もう1枚のパネル「茶人すごろく利休ver.」では、利休が茶人として頭角を現したのは50歳を過ぎてからと分かります。天正18年の聚楽第での茶会で、最初は秀吉の嫌う黒樂茶碗を用いたが、秀吉が現れると別の瀬戸茶碗に取り替えた、秀吉と利休の間に価値観のズレがあることをうかがわせる、という記述が興味深い。ひょっとして利休より秀吉の方が民藝運動に近いセンスを持っていたのかも知れません。
生まれたばかりの秀吉は笏を持ち、生まれたばかりの利休は宗匠帽を被っていて、洒落がよく効いた2枚のパネルです。
小堀遠州作茶杓銘吾友、筒には「吾友」の松花堂昭乗へ贈る旨の書付け。隠居後の昭乗が十字の仕切りがある四つ切り箱を絵の具箱や煙草盆として愛用したいたことにヒントを得て、料亭吉兆が弁当箱として美しく盛り付けたのが松花堂弁当の始まりらしい。

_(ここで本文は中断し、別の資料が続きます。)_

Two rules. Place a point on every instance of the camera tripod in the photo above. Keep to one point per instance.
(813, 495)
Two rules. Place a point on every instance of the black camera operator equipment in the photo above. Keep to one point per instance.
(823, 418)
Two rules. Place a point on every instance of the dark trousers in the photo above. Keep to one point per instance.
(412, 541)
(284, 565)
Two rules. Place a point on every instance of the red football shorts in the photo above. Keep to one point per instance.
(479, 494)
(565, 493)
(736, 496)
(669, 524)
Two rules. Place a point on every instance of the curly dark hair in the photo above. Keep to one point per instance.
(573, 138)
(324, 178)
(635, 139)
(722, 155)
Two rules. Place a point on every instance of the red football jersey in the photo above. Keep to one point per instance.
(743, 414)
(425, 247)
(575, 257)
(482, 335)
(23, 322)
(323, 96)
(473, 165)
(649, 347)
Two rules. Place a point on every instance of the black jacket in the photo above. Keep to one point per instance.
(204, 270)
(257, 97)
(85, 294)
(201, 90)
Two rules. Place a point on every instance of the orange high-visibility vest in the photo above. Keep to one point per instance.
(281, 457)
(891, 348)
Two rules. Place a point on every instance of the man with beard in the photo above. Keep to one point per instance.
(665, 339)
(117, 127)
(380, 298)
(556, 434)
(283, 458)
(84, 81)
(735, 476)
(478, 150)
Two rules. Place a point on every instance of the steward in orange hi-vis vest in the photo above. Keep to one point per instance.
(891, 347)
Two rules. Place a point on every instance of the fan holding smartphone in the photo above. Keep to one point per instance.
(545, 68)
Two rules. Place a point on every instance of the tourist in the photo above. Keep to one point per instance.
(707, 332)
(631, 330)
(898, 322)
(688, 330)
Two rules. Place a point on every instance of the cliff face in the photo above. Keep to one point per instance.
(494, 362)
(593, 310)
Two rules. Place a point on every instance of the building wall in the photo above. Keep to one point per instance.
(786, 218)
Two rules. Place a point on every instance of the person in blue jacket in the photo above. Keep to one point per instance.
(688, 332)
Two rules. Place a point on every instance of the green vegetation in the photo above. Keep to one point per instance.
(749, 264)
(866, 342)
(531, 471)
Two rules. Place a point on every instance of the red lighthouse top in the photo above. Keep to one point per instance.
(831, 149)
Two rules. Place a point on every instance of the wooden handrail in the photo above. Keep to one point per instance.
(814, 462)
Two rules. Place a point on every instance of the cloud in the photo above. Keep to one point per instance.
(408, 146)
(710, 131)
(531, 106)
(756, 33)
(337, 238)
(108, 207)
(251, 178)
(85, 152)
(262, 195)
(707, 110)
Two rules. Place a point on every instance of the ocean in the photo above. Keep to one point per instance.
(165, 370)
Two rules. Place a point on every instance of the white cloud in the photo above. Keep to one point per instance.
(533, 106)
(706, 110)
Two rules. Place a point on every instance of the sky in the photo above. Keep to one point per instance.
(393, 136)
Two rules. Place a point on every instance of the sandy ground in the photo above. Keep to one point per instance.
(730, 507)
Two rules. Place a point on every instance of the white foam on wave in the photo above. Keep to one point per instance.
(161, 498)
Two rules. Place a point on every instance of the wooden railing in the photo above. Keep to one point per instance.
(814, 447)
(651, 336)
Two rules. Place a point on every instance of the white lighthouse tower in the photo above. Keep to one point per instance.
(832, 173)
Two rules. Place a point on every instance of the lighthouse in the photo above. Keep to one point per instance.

唐物茶入銘野中(南宋時代)、小堀遠州が所持していた阿古陀(かぼちゃ)形の茶入、右側は挽家(ひきや)と呼ばれる茶入れを収めるための木筒で蓋には埜中(野中)、ふたつの布袋は茶入を入れる仕覆(しふく)、ふたつの蓋は牙蓋(げぶた)で内側には毒見のためとされる金箔が貼られているらしい。さんざんAIとやり取りして確認したのですが、茶入を仕覆に収納、それを挽家に収納。それを1年前の藤田美術館で見た真中古野田手茶入のようにマトリョーシカ状に収納箱に収納されていたようです。う〜んクレイジー。小堀遠州が愛した茶入というウェブページではさらに収納点数の多い茶入も。
番外
「金」のテーマは2ヶ月前に見ているものの、展示替えがあったのか、見逃しているものも。
紺地金銀字集古今仏道論巻上(中尊寺経、平安時代 - 12世紀)は唐の僧侶・道宣が編纂した、仏教と道教・儒教の優劣や歴史的論争を集録した書の書写。奈良国の吉野大峰展で見た国宝藤原道長筆紺紙金字法華経が同様に紺地に金泥文字の巻物でした。